Canada’s total exports to China added up to just $19.4 billion in 2014. That works out to $14.30 for each man, woman and child living there. By comparison Canada’s exports to the U.S. translate into $1,260 per American. An optimist will tell you this shows we have plenty of room to grow our exports to the Middle Kingdom. A pessimist would point out that compared to 2013, the value of exports to China actually dropped five per cent, while they were up 13 per cent to the U.S.
4. Manufacturing descent.
Over the 10-year period from 2005 to 2014 more than half of the top 10 countries that received manufacturing exports from Canada saw the value of those exports flatline or drop.
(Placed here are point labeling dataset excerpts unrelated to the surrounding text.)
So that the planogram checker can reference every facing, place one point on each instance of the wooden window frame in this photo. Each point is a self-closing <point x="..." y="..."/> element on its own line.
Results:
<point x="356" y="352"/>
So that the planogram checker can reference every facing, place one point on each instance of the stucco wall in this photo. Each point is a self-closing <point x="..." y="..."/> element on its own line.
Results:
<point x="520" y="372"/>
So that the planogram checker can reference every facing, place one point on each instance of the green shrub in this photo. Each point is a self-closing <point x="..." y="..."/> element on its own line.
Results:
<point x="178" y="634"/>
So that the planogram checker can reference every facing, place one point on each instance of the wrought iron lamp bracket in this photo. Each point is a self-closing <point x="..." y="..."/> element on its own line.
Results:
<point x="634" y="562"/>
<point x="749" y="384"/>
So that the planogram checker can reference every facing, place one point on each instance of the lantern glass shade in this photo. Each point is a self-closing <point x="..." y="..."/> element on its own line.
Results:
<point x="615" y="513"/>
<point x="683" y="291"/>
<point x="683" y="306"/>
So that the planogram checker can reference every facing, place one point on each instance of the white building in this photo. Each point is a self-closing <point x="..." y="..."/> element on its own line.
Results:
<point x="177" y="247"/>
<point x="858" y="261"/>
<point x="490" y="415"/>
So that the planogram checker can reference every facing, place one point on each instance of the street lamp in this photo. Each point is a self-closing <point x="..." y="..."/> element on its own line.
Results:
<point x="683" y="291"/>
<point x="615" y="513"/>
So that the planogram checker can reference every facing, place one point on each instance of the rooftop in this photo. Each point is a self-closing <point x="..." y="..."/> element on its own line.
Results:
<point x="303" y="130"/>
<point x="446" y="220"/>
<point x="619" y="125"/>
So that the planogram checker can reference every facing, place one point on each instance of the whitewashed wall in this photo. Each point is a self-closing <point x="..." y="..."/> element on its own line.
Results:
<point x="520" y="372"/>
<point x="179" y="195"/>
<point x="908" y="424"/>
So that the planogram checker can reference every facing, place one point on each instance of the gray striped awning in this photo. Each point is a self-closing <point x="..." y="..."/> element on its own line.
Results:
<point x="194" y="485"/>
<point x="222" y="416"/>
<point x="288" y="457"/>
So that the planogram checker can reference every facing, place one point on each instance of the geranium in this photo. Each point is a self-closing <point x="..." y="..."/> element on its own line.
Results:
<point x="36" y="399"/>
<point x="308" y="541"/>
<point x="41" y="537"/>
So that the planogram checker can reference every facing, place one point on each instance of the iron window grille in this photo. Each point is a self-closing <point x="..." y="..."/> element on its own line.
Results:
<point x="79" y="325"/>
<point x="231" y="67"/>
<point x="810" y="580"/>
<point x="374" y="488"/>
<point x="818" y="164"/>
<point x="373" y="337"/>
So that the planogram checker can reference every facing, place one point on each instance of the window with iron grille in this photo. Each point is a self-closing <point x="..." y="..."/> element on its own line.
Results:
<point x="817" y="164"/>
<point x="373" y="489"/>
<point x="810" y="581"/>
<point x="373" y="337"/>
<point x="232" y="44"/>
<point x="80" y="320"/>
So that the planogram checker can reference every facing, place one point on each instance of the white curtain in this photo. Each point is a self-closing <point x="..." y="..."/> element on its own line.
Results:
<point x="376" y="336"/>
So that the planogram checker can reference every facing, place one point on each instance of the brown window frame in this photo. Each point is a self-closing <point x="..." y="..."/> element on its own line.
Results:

Exports to the U.S. led the drop, down $59.3 billion, or 19 per cent (after adjusting for inflation). After factoring in the rare gains (up $4.9 billion to China and $1.2 billion to Mexico) manufacturing exports to Canada’s top 10 customer countries declined by $51 billion.
5. Oriental depress
Between 2005 and 2014, a time when the Asia-Pacific region led the world in economic growth, Canada managed to expand the share of its exports going to the region from just six per cent to a little more than nine per cent. And even that was a decline from where our trade to Asia was in 2011.